In the Washington Post report on the above statement, the analysis is:
"Donald Trump Jr. has made a potentially damaging New York Times report much, much worse."
Not at all. If he didn't know the name of the person he was meeting with, just that an acquaintance told him that someone might have some information about Hillary Clinton that would be helpful for Trump, and that he cut off the meeting when it was clear that was a pretext, he did nothing wrong at all. Such meetings are standard procedure in political campaigns and in gathering an opposition file.
And, if the Trump campaign had been given information that Russian-connected individuals were funding the DNC and Clinton, wouldn't they have had a duty to find out more and, if it were true, let authorities know?
Mark Corallo, part of President Trump's legal team, said that Veselnitskaya and her translator “misrepresented who they were,” and that the meeting was a setup, possibly by the Clinton team or the DNC.
“Specifically, we have learned that the person [Ms. Veselnitskaya] who sought the meeting is associated with Fusion GPS, a firm which according to public reports, was retained by Democratic operatives to develop opposition research on the President and which commissioned the phony Steele dossier. "

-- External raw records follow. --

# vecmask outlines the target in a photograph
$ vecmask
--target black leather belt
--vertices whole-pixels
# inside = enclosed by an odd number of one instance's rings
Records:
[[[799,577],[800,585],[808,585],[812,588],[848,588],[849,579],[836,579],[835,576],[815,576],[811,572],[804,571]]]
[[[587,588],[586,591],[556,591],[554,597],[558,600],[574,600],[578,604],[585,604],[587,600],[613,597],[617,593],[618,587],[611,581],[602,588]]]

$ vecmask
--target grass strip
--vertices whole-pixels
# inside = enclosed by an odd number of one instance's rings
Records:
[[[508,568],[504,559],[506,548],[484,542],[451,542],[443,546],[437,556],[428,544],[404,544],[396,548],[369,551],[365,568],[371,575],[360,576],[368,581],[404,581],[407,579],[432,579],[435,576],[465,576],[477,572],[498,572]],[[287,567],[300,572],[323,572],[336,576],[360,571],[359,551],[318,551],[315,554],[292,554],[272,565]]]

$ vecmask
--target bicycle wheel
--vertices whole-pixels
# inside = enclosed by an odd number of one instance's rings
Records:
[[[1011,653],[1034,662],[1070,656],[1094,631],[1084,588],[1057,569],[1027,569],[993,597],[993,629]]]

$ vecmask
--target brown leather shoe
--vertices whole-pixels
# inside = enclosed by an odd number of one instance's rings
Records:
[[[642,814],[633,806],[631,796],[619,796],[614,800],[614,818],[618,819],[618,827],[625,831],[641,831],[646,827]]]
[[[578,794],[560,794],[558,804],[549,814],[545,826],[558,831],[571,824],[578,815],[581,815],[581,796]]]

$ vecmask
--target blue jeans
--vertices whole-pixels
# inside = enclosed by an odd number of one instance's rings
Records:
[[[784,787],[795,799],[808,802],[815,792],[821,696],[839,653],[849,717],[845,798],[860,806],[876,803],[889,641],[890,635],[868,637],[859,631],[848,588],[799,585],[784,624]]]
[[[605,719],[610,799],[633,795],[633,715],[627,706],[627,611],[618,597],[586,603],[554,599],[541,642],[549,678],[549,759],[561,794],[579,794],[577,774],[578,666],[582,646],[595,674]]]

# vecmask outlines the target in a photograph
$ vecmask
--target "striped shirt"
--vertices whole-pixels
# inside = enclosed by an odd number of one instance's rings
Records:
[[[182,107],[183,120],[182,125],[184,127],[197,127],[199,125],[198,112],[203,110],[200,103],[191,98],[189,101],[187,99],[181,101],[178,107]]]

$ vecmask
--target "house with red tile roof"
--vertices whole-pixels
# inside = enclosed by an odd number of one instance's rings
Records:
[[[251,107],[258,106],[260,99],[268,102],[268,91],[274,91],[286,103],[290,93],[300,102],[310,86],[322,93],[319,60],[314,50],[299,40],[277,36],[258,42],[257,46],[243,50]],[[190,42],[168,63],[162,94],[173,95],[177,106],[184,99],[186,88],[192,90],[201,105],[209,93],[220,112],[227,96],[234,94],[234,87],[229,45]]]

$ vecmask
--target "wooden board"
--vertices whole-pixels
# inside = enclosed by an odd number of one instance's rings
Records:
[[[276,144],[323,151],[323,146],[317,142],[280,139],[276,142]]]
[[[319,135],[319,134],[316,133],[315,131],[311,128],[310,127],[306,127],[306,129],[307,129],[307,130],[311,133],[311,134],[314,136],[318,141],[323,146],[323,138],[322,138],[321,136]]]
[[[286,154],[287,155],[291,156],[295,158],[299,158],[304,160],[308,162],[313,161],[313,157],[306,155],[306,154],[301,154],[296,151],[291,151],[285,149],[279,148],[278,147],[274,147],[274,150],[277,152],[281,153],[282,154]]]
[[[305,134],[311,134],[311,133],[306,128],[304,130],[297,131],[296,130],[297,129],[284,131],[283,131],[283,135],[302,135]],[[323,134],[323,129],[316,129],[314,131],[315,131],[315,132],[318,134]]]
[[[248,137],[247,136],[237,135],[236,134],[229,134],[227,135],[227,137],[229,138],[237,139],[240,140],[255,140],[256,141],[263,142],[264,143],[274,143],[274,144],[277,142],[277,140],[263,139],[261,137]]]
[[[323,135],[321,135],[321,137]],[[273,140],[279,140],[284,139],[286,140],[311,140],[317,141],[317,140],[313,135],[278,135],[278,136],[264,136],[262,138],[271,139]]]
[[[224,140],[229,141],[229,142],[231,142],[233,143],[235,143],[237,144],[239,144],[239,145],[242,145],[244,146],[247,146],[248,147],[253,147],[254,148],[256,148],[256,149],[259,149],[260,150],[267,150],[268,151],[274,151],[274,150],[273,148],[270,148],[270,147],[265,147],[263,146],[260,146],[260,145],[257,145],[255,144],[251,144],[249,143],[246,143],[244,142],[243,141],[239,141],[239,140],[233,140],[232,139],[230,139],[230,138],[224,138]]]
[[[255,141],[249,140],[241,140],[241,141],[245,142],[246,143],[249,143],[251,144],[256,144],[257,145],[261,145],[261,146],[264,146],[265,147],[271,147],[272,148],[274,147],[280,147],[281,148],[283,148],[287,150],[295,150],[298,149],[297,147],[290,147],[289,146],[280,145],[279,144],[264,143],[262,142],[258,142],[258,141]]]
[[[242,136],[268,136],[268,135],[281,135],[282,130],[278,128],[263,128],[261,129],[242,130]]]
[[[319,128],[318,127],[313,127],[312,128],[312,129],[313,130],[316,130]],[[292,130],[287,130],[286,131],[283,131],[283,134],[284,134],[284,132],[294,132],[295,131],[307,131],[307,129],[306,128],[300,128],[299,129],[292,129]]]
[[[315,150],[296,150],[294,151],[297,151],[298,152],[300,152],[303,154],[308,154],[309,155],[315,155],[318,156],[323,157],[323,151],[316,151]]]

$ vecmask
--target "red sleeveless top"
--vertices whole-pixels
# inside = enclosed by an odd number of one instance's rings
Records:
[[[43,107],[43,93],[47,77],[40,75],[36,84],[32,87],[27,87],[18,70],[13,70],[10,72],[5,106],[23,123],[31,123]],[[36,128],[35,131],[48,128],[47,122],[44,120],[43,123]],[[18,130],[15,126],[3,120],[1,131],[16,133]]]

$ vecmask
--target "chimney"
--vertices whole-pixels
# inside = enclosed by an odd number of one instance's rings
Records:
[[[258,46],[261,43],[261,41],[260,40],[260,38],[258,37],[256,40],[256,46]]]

Fusion GPS denies any involvement. Interestingly, the Wall Street Journal cites a Clinton campaign official saying this raises more collusion questions.
Brian Fallon, who served as press secretary for the Clinton campaign, said the younger Mr. Trump’s decision to take a meeting with a Russian individual who promised helpful campaign information raised further questions about potential collusion.
Sure, Brian. It does nothing of the sort.
Unless the information provided changes significantly, there is nothing to this story except someone who wanted to push their own agenda lied to get a meeting with people related to a campaign, their true motive was unmasked, and there was no further contact.
For political operatives, in other words, it was a day that ends in Y.